HIPAA - The 'When Convenient Law'

My late husband had more than 30 surgeries including multiple pacemakers installed, an LVAD (left ventricular assist device) implanted, a perforated colon, the colon repaired, and a heart transplant. We clocked a lot of hospital hours.

During this journey, I became increasingly interested in The Health Insurance Portability and Accountability Act (HIPAA). The HIPAA purpose is protecting patient health information, namely: privacy, security, and breach notifications.

By nature, I am a private person. I respect the premise of HIPAA but did not see much in practice during our medical journey. I learned to consider HIPAA the ‘when convenient law.’

I spent hours, maybe hundreds of hours, in surgery waiting rooms. I was always dumbfounded at the amount of information doctors shared with family members following surgery in earshot of all other individuals in a waiting room. There was zero respect for a patient’s privacy. Once following a surgery, the phone rang at the receptionist desk. The receptionist asked if anyone was waiting for John McEachern. I said I was. She said she needed to show me to a room as the surgeon wanted to talk to me. I could literally feel the blood in my body change temperature. Something must have gone terribly wrong. I waited anxiously until Dr. Ann Peick entered the room. She said, ‘That was textbook surgery. It could not have gone better.’ My head was spinning. ‘Why did you have me escorted to this room?’ I asked. ‘I respect my patients too much to discuss their private information in front of others. I find that disrespectful,’ she said. She was one of the finest surgeons I ever met – both in skill and patient advocacy. I asked a physician about the practice of spewing personal information in a waiting room. He said, ‘Doctors need to do that. If they took families in a private room following surgery, they would be answering questions all day long.’ Convenience over respecting privacy?

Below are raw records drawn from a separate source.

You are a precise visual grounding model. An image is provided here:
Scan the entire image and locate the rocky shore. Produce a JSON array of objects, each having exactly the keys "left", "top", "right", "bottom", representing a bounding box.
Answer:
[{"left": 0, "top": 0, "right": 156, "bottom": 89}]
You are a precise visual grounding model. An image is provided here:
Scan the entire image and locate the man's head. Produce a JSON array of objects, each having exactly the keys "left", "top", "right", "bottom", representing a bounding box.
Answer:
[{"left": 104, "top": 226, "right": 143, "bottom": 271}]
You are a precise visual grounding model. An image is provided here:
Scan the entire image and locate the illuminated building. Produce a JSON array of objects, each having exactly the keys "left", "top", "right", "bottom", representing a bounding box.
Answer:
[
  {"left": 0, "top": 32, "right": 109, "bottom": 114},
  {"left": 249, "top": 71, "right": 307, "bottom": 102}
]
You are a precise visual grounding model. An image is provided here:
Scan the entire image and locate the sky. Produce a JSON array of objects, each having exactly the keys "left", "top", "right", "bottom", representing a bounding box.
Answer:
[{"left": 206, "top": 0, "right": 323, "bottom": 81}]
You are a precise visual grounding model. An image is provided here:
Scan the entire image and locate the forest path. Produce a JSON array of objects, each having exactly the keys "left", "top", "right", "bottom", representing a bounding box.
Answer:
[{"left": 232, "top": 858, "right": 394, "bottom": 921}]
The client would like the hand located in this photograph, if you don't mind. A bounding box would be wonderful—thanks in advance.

When preparing for surgeries and procedures, we typically were asked to register the night before. On the day of surgery, we went through the exact same process. This time we would be in a room or facility with many other individuals around. We would be asked for a social security number, date of birth, address, and employer. Once I wrote down all the information from another patient. I went and handed it to the individual working at the hospital. I said, ‘This is what I just learned about that individual.’ This hospital employee looked at me baffled. I said, ‘this practice must violate some HIPAA laws.’ The individual told me, ‘I just work here.’ Exactly, you do work there. Patient privacy must be a keystone of consideration in procedure and practice.

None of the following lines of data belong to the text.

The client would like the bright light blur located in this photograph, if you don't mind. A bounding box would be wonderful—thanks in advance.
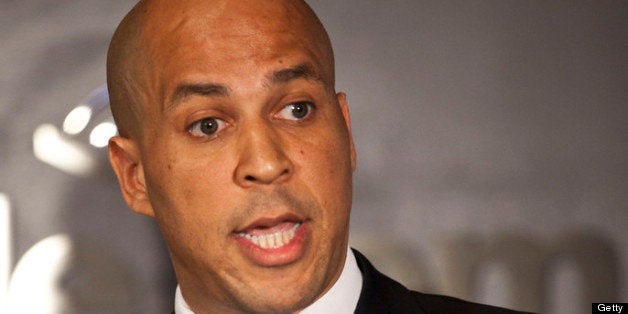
[89,122,118,148]
[8,234,72,314]
[63,105,92,135]
[0,193,12,313]
[33,124,96,176]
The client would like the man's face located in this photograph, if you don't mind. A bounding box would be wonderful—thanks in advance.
[113,1,355,311]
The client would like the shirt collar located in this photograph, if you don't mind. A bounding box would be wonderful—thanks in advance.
[174,248,362,314]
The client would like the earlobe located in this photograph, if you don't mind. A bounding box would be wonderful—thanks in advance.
[109,136,155,217]
[336,92,357,171]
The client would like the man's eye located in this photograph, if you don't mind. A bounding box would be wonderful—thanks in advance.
[190,117,225,137]
[278,101,313,121]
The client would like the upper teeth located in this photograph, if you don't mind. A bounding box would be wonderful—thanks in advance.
[239,223,301,249]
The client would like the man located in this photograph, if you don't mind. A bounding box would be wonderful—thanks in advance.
[107,0,528,313]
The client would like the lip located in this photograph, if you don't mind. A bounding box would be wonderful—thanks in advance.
[233,214,305,234]
[232,214,311,267]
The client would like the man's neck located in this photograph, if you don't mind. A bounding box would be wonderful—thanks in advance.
[174,248,362,314]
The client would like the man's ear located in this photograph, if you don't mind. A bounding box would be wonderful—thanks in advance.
[109,136,155,217]
[336,92,357,171]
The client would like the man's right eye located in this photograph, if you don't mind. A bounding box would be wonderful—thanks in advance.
[189,117,225,137]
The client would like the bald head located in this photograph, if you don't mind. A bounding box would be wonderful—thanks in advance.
[107,0,335,138]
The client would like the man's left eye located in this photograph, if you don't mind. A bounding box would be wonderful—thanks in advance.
[277,101,313,121]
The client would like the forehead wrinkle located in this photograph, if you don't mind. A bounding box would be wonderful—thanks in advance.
[266,62,324,85]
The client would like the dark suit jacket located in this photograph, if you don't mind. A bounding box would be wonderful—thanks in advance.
[353,250,523,314]
[172,249,536,314]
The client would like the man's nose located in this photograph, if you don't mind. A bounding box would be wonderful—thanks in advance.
[234,121,294,187]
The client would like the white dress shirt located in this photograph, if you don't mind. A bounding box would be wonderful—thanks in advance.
[174,249,362,314]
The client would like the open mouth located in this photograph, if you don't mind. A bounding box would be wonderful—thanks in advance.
[238,221,301,250]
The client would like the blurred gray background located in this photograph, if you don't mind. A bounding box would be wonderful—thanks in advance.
[0,0,628,313]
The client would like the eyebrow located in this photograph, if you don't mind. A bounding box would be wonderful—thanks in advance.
[168,83,231,108]
[167,62,324,110]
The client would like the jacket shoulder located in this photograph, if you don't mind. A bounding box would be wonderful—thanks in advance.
[353,250,524,314]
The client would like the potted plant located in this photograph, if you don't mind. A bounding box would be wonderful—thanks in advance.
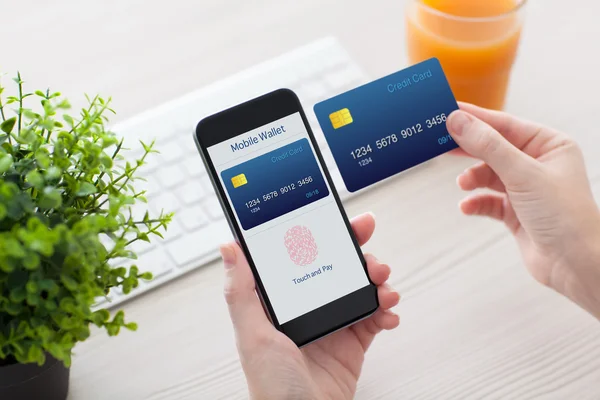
[0,74,172,400]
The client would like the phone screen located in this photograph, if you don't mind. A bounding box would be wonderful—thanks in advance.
[207,112,370,324]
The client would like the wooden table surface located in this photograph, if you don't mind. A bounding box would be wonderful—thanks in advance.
[0,0,600,400]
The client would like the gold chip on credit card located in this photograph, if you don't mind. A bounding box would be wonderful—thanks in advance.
[231,174,248,188]
[329,108,353,129]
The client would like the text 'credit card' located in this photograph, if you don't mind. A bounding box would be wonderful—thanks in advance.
[314,58,458,192]
[221,139,329,230]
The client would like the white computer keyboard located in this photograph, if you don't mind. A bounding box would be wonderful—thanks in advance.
[96,37,368,308]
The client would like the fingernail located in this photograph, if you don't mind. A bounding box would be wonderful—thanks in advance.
[448,111,472,136]
[219,244,235,268]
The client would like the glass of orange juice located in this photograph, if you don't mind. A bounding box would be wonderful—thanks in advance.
[406,0,526,109]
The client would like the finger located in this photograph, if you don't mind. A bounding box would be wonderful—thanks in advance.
[350,213,375,246]
[448,147,473,158]
[365,254,391,286]
[456,163,506,192]
[447,111,536,187]
[350,309,400,351]
[458,102,562,158]
[460,194,504,221]
[220,243,271,340]
[372,310,400,331]
[377,283,400,310]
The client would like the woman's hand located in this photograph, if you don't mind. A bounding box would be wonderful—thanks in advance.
[447,103,600,319]
[221,214,400,400]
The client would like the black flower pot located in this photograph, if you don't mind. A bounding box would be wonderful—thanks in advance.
[0,354,70,400]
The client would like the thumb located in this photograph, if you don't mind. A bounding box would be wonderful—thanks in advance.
[446,110,534,186]
[220,243,272,341]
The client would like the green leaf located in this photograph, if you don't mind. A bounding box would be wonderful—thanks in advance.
[125,322,137,331]
[75,182,98,197]
[63,114,75,126]
[45,166,62,179]
[0,117,17,134]
[25,170,44,189]
[23,253,40,270]
[0,154,13,174]
[38,186,62,210]
[9,286,27,303]
[60,274,79,291]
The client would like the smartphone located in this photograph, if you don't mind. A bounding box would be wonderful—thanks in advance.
[194,89,379,346]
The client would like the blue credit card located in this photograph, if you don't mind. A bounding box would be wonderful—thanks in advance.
[314,58,458,192]
[221,139,329,230]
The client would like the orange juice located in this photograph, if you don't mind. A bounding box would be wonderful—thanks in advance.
[406,0,525,109]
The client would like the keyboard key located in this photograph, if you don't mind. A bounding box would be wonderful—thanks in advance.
[166,221,232,267]
[300,81,327,102]
[202,196,225,220]
[127,233,155,256]
[177,179,206,205]
[163,217,185,243]
[149,192,181,212]
[327,65,362,89]
[183,154,206,178]
[176,204,209,231]
[133,175,161,197]
[136,247,175,278]
[200,175,216,196]
[156,164,185,188]
[156,140,183,163]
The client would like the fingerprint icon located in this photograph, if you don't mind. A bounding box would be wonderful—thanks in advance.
[283,225,319,265]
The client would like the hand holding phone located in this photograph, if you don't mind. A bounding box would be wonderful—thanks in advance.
[221,214,400,399]
[194,89,378,346]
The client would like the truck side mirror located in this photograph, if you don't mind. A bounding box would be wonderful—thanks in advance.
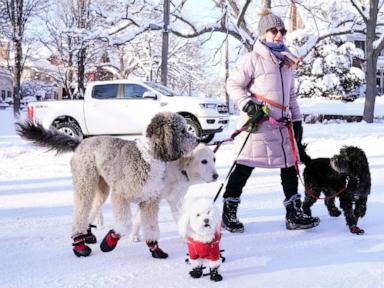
[143,91,157,100]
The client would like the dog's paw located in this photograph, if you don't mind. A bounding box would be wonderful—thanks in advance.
[349,225,365,235]
[129,234,141,242]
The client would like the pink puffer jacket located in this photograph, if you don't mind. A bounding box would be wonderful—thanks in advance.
[227,40,301,168]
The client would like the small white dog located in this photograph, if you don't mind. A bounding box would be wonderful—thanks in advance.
[179,198,223,282]
[130,144,219,242]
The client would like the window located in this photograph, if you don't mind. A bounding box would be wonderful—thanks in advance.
[92,84,119,99]
[124,84,148,99]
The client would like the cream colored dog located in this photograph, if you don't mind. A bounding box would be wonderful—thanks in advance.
[179,198,223,282]
[130,144,219,242]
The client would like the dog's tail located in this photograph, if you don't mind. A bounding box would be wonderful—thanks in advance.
[299,144,312,166]
[16,121,81,154]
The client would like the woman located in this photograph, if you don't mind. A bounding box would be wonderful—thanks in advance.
[222,9,320,232]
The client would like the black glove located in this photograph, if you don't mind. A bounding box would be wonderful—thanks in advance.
[292,121,303,146]
[243,101,265,123]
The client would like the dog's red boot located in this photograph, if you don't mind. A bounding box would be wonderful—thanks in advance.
[100,230,121,252]
[146,241,168,259]
[72,234,92,257]
[349,225,365,235]
[84,224,97,244]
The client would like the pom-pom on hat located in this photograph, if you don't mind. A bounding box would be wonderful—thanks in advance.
[258,8,285,36]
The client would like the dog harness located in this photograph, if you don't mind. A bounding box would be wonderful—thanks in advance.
[187,232,221,261]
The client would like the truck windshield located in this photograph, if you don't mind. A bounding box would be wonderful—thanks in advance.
[144,82,176,96]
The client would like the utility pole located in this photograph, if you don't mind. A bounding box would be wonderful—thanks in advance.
[161,0,170,85]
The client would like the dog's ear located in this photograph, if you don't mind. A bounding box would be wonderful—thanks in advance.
[146,112,186,162]
[179,154,193,170]
[178,211,189,238]
[146,112,182,162]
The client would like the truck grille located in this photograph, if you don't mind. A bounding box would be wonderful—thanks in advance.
[217,104,228,114]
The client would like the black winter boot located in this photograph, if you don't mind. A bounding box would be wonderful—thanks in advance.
[221,198,244,233]
[284,194,320,230]
[189,266,203,278]
[209,267,223,282]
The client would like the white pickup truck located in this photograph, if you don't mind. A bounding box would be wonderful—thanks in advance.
[27,80,229,142]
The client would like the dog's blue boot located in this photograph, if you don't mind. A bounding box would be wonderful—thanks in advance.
[100,230,121,252]
[221,198,244,233]
[284,194,320,230]
[209,267,223,282]
[84,224,97,244]
[146,241,168,259]
[72,233,92,257]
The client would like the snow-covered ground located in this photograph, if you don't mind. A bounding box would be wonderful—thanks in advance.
[0,97,384,288]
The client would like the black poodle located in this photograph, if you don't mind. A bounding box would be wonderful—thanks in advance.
[301,146,371,234]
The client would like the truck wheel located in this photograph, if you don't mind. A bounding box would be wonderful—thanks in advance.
[200,133,215,143]
[55,122,84,139]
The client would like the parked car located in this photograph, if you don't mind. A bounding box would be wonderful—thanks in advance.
[28,80,229,142]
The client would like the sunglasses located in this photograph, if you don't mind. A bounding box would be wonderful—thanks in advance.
[267,28,287,36]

With all the surgeries, I spent a lot of time at pharmacies, too. I find it intriguing that they ask you to ‘stand back three feet to respect the privacy of the individual in front of you. They may have questions personal in nature for the pharmacist.’ I can still hear three feet back.

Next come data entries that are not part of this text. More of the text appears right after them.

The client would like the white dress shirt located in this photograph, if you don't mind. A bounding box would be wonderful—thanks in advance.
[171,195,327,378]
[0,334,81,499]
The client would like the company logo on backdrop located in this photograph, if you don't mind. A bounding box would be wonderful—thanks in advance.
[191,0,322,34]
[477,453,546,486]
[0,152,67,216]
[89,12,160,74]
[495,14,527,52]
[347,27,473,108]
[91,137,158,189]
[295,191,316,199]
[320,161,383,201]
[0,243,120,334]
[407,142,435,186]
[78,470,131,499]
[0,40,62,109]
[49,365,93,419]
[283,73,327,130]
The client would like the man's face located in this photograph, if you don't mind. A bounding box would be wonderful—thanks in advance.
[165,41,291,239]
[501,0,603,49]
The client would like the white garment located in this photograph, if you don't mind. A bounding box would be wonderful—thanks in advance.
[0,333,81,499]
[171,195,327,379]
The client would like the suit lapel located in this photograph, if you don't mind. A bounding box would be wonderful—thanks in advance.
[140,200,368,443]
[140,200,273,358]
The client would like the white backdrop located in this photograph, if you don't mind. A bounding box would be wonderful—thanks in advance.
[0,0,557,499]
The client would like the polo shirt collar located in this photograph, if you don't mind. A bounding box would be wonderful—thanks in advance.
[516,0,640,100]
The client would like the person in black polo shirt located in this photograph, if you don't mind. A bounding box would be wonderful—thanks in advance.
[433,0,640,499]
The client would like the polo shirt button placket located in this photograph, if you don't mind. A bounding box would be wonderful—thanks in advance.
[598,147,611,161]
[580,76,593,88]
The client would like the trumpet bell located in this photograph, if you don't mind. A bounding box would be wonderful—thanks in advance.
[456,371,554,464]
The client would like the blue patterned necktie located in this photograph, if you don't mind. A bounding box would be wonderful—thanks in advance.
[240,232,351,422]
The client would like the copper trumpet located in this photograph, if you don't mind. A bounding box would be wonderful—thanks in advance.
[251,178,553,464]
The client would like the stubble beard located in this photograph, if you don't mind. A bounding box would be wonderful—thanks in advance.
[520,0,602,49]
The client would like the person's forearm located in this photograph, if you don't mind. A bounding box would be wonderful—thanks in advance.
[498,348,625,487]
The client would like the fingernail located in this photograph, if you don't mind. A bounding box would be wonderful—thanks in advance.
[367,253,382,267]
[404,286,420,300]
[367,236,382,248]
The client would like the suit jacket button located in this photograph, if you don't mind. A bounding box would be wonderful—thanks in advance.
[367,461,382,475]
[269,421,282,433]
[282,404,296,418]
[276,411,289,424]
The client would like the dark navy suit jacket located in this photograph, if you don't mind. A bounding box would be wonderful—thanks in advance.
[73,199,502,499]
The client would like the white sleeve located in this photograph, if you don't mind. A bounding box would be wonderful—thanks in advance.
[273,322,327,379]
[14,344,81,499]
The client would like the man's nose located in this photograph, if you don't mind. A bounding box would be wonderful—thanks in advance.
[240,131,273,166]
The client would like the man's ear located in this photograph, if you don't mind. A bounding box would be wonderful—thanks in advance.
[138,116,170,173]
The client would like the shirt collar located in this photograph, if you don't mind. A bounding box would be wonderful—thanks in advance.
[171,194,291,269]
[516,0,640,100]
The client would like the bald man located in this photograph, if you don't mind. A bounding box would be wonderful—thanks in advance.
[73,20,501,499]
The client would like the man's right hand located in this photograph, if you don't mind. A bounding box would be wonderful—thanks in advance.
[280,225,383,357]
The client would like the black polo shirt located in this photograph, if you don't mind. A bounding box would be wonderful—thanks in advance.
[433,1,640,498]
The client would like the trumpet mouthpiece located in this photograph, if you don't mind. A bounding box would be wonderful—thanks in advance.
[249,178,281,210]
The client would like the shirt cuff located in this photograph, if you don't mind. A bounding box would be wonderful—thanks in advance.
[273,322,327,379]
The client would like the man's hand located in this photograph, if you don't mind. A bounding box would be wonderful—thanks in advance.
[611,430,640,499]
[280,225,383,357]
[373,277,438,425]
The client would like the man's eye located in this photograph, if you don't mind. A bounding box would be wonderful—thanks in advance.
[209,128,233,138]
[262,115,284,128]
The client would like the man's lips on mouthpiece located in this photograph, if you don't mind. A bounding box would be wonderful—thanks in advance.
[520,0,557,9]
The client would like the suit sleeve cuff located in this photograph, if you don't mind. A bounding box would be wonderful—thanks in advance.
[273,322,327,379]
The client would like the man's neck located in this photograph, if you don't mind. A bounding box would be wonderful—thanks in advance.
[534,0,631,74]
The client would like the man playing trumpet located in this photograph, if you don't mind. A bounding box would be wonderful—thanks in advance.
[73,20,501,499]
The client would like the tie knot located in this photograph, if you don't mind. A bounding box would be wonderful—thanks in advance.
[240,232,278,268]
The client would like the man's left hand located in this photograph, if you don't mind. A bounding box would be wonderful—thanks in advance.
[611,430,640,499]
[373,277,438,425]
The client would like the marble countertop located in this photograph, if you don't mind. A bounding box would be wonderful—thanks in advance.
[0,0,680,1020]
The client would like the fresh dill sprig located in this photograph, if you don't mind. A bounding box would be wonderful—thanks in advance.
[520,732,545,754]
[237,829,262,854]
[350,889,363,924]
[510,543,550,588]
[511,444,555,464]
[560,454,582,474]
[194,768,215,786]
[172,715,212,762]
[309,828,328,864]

After my husband passed away, I went to a local hospital to get his medical records. This was a laborious task as they cited HIPAA laws in making copies and distributing records. That is why I consider HIPAA the ‘when convenient law.’ If a task is made easier for a doctor, nurse, pharmacist, or hospital in general, HIPAA seems secondary. If a patient or caregiver needs information from a hospital or doctor barricades are in place as HIPAA prevails.